Peter Simonson, executive director of the American Civil Liberties Union of New Mexico, told councilors that curfews are ineffective at reducing juvenile crime, and that they increase the potential for conflict between police officers and children. Curfews also criminalize young people for behavior that is legal for adults, he said.
“It is essentially illegal arrest,” Simonson said. “The kid is taken into custody without actually committing a crime.”
The city enacted a curfew in 1994, at the urging of then-Mayor Marty Chávez, that barred anyone under 17 from being on the streets from midnight to 6 a.m. on weekends and 11 p.m. to 6 a.m. on weekdays.
The American Civil Liberties Union successfully sued the city in 1995 to block enforcement of the curfew. In 1999, the New Mexico Supreme Court struck down the ordinance, saying it violated the due process rights of children and conflicted with state law.
Diane Goodman, one of the parents who spoke in favor of a curfew, told councilors that a curfew would help single parents who need help persuading their children to stay home at late hours.
“I know that as a single parent that a curfew would have helped me,” Goodman said. “I would have been able to negotiate with her” by demanding that her daughter return home at a certain time.
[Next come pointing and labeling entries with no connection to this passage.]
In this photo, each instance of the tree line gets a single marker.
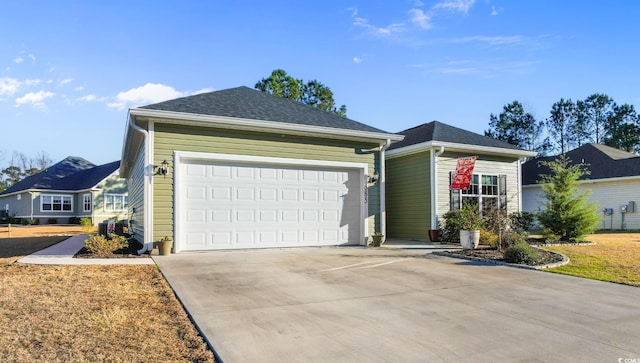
(596, 119)
(21, 166)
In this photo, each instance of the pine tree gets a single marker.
(568, 215)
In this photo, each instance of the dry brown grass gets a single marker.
(615, 258)
(93, 313)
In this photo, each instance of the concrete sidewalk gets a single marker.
(62, 254)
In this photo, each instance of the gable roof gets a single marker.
(436, 133)
(246, 103)
(603, 162)
(71, 174)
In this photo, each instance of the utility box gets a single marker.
(631, 207)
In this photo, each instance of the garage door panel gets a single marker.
(250, 206)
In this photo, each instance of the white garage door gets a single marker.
(234, 205)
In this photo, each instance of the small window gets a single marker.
(116, 202)
(86, 202)
(56, 203)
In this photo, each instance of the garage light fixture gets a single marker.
(164, 169)
(374, 178)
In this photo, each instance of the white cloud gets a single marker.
(381, 31)
(455, 5)
(65, 81)
(8, 86)
(147, 94)
(34, 98)
(87, 98)
(419, 18)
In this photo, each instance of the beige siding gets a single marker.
(136, 198)
(408, 196)
(484, 165)
(170, 138)
(606, 194)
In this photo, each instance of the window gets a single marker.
(488, 191)
(55, 203)
(116, 202)
(86, 202)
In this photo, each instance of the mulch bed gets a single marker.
(495, 255)
(128, 252)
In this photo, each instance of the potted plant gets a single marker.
(471, 224)
(377, 239)
(164, 246)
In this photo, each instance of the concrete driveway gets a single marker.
(395, 305)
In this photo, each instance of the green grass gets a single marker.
(615, 258)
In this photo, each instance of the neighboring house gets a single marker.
(72, 188)
(613, 181)
(419, 172)
(239, 168)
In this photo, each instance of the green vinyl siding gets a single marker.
(169, 138)
(408, 196)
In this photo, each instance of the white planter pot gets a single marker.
(469, 239)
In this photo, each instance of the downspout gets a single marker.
(146, 246)
(382, 186)
(434, 186)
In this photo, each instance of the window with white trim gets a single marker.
(486, 190)
(56, 203)
(116, 202)
(86, 202)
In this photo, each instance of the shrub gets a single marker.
(488, 238)
(104, 247)
(86, 224)
(522, 221)
(522, 252)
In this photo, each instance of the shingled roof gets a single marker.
(438, 131)
(602, 161)
(71, 174)
(244, 102)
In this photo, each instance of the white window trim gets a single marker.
(124, 207)
(62, 197)
(84, 202)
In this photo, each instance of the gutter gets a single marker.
(382, 186)
(146, 246)
(434, 186)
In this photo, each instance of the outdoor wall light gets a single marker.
(164, 169)
(374, 178)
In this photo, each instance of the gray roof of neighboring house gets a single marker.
(244, 102)
(72, 173)
(438, 131)
(602, 162)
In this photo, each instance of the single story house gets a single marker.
(420, 169)
(73, 188)
(239, 168)
(613, 181)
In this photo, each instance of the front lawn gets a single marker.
(615, 258)
(91, 313)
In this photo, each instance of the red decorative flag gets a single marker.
(464, 173)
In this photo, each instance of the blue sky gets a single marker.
(69, 70)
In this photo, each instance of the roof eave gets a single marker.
(184, 118)
(451, 146)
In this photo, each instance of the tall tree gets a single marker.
(561, 123)
(312, 93)
(568, 215)
(592, 117)
(624, 129)
(517, 127)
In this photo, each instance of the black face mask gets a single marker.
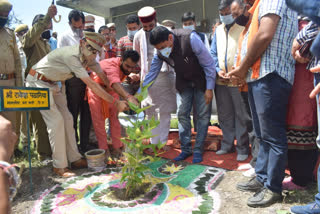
(3, 21)
(46, 34)
(242, 19)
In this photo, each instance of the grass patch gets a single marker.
(24, 158)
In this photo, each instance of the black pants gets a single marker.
(253, 140)
(75, 91)
(301, 164)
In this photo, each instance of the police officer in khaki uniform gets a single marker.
(10, 69)
(35, 45)
(60, 65)
(21, 128)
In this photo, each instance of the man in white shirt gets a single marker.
(75, 88)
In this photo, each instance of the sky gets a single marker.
(26, 10)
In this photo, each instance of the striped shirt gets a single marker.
(307, 34)
(277, 57)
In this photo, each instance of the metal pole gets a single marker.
(29, 153)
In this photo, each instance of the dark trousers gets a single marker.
(268, 99)
(253, 140)
(301, 164)
(76, 91)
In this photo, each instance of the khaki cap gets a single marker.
(168, 23)
(147, 14)
(96, 40)
(5, 6)
(21, 27)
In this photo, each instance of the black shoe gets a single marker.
(252, 185)
(264, 198)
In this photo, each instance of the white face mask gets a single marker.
(227, 20)
(78, 32)
(166, 52)
(86, 52)
(131, 33)
(190, 27)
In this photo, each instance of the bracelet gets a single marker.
(129, 96)
(14, 178)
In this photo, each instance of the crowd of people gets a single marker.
(256, 65)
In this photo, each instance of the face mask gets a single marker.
(131, 33)
(166, 52)
(242, 19)
(190, 27)
(86, 52)
(78, 32)
(125, 72)
(3, 21)
(227, 20)
(46, 34)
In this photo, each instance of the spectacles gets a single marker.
(91, 49)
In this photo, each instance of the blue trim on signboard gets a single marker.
(2, 108)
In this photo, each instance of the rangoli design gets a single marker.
(174, 188)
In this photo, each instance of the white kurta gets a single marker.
(162, 94)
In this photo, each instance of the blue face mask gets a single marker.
(166, 52)
(190, 27)
(131, 33)
(227, 20)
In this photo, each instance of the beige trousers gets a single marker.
(59, 123)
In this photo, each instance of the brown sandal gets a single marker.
(64, 172)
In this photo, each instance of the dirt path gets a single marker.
(233, 201)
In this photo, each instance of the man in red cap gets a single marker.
(161, 96)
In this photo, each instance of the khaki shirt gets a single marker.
(64, 63)
(34, 46)
(9, 55)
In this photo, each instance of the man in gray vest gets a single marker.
(183, 50)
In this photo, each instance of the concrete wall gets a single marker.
(168, 9)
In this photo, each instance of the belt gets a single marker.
(7, 76)
(40, 76)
Sanchez proposed the curfew days after a shooting at Pat Hurley Park killed a 14-year-old boy and injured two other teens. They were part of a group hanging out in the park about 2 a.m.
And six teenagers, ages 14 to 17, were arrested and indicted for murder in July in the June 26 shooting death of Steven Gerecke, 60, outside his Northeast Heights home. Police say the killing took place during a criminal rampage by the teenagers.”
A Journal poll this month found that 87 percent of Albuquerque adults favor a midnight curfew for children under 16.
The Albuquerque Public Schools board expressed opposition to the proposed curfew this month after about 90 students and former students packed a board meeting to protest the idea.